Un heure après, on a totalement basculé dans la quatrième dimension quand nous nous sommes retrouvés nez à nez à nez, mon père, ma mère et moi chez un chocolatier. 8 ans que ça n’était pas arrivé. Et voilà mes parents, qui eux se sont déjà revus, tapant la discut devant moi sidérée « au fait, si tu peux me prendre sur ta mutuelle pour ma dent… » Ben oui, ils ne sont que séparés, ça rend des services et pendant ce temps, on ne s’attarde pas sur les rancœurs.. A la vendeuse s’enquérant de mes souhaits d’achat, j’ai juste dit : « Heu, deux secondes… le temps de me remettre ». My God !
En rentrant ma mère me dit « j’ai faillit proposer à ton père de venir dîner… » Ben Voyons ! « Et moi j’aurais appelé mon ex. de quand j’étais djeunz, et on aurait joué à faire comme si on était en 1991 tous les 4 » My God !
Ex que, par ailleurs, je revis le lendemain (voiture de sport…) et qui aurait visiblement bien aimé me reconduire à la gare. My God ! Lui aussi aurait fini derrière le grillage du parking à agiter son pti mouchoir. Me voilà reconvertie en briseuse de cœur, une carrière qui n’a pas fini de me causer des emmerdes et des regrets.

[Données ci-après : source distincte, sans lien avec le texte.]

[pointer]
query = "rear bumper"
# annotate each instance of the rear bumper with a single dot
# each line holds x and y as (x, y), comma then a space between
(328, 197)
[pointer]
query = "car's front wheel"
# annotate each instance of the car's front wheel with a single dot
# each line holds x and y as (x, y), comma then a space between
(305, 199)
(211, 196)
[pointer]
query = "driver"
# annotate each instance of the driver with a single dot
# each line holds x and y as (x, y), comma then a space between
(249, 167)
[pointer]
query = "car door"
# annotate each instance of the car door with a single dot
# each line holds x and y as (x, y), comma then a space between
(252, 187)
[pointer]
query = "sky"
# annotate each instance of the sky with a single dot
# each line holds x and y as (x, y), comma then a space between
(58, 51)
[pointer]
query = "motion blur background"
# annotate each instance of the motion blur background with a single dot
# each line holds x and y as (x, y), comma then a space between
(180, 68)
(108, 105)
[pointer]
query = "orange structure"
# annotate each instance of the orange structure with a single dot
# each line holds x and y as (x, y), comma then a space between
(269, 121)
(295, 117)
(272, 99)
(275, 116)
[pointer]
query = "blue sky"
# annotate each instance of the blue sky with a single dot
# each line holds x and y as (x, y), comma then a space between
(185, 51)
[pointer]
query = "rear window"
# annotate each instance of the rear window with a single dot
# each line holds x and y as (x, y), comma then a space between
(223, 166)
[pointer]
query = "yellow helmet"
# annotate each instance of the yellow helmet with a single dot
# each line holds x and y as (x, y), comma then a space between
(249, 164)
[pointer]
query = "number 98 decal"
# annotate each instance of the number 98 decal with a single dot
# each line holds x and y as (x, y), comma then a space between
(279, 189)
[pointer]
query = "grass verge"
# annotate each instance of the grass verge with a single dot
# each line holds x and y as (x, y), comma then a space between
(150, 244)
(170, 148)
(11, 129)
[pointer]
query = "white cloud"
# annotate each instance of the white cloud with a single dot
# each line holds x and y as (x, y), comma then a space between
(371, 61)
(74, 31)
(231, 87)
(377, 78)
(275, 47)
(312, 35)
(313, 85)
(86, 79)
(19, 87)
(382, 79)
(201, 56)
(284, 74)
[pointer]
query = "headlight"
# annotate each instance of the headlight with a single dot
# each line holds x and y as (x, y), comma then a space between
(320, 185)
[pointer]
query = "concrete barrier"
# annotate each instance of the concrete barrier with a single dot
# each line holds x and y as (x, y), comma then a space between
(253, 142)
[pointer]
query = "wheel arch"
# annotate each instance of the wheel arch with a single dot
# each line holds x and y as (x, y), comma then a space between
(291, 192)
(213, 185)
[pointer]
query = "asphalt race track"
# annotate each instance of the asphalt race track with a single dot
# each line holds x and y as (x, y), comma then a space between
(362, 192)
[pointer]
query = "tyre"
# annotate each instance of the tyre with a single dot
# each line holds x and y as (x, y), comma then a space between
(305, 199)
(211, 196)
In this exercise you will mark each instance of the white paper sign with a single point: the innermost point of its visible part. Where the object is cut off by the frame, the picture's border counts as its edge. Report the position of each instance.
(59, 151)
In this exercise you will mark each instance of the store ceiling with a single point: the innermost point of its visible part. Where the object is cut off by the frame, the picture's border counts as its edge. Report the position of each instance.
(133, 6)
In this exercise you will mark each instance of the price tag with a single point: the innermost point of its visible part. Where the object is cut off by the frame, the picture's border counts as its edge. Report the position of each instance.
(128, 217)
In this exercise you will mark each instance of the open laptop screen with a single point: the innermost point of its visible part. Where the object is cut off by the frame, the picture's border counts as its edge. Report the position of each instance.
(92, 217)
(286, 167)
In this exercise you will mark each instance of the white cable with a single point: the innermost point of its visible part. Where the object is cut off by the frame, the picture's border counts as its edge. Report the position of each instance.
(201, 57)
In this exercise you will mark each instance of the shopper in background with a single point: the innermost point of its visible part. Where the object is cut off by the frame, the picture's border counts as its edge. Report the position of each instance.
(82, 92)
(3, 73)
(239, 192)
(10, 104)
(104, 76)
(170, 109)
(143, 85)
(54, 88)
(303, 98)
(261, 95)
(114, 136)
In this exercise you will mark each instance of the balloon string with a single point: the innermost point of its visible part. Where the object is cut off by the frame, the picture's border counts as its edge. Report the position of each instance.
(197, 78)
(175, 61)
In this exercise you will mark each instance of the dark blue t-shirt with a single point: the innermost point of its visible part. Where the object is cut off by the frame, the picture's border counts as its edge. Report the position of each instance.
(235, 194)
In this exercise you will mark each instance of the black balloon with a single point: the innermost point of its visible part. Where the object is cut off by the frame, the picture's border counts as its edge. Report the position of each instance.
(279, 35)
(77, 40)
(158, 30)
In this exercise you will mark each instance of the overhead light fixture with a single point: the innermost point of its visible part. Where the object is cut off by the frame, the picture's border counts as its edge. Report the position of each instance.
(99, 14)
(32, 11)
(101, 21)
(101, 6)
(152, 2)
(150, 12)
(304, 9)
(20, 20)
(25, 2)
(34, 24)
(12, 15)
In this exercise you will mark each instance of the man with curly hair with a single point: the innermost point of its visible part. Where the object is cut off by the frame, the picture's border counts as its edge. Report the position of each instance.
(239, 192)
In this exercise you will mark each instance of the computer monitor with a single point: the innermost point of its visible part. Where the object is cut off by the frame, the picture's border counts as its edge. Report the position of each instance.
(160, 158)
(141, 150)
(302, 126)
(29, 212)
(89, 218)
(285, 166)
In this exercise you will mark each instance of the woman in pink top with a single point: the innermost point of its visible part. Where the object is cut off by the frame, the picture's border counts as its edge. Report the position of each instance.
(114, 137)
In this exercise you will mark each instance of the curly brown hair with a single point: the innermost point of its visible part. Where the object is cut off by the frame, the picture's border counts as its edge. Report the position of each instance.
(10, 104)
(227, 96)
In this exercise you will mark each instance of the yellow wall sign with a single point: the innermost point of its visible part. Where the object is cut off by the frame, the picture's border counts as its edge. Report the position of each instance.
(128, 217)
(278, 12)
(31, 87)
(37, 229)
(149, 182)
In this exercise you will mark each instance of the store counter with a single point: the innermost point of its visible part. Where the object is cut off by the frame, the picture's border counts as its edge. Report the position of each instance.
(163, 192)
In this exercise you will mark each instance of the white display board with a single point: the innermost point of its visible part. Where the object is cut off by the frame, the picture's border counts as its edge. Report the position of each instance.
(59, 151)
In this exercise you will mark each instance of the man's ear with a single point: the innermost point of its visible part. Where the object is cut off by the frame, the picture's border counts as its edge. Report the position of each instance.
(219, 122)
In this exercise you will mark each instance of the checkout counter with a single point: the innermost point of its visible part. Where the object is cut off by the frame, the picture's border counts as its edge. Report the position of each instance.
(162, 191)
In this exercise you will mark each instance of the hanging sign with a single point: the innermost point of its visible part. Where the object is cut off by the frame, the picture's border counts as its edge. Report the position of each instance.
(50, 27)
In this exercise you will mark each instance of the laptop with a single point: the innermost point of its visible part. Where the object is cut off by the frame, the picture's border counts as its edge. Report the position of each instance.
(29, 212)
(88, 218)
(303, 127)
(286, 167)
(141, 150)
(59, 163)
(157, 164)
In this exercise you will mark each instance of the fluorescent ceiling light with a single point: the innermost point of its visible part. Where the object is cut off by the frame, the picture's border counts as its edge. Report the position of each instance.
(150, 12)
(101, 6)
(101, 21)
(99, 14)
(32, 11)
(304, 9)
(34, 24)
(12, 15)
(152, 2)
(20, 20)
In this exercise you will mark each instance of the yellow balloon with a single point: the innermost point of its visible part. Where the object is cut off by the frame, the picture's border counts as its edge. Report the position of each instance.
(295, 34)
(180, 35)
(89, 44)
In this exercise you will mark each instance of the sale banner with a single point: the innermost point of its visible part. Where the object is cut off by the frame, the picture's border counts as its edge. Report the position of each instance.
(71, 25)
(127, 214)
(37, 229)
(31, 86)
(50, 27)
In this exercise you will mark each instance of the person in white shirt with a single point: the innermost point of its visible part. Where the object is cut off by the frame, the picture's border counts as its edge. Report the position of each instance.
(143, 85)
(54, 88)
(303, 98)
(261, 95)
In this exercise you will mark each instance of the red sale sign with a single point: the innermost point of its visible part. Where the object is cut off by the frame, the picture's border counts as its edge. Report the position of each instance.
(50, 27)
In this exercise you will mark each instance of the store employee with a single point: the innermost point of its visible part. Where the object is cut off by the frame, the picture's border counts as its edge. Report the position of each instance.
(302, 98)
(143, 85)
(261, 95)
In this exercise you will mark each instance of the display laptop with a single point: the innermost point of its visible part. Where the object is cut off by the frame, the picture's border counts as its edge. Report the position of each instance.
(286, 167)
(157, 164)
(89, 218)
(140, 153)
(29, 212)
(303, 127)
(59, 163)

En attendant, chaque SMS qui m’arrive est une source d’interrogations : fâcherie ? déclaration ? commentaire footbalistique ? Ou plus sûrement rencard. Oui, mais avec qui ? My God ! Mes messages reçus sont une liste de prénoms masculins pour certains d’inconnus, jamais vus, jamais entendus. Jérôme ? Mais c’est qui Jérôme ! Par chance, je n’ai pas encore de doublon sur les prénoms. My God ! Tout ça pour… boire un verre et ne jamais rappeler. Parce que, dans le fond, ce n’est pas ce que j’attends. A moins d’une autre surprise.

Ausweis bitte
oui, je sais, c’est germanophobe

Merci à la SNCF pour une brillante initiative : interdire l’accès aux quais aux familles qui accompagnent les voyageurs, y compris dans les gares de cambrousse et dans les trains corail et TER peu exposés au terrorisme international. Résultat, pour ne pas perdre une miette du départ de l’être aimé, les fiancés éplorés, les petites sœurs agitant leur mimine et les Tatie Josette en robe à fleurs en sont réduits à s’écraser le nez derrière le grillage du parking qui donne sur le bout du quai. Et les petites mains agrippées à la grille, les regards lointains et l’entassement pour un dernier regard, ça fait vraiment départ en camp. Du coup, le malheureux voyageur seul sur le quai avec sa valoche se demande si on ne va pas le faire grimper dans un wagon plombé. C’est pas cool.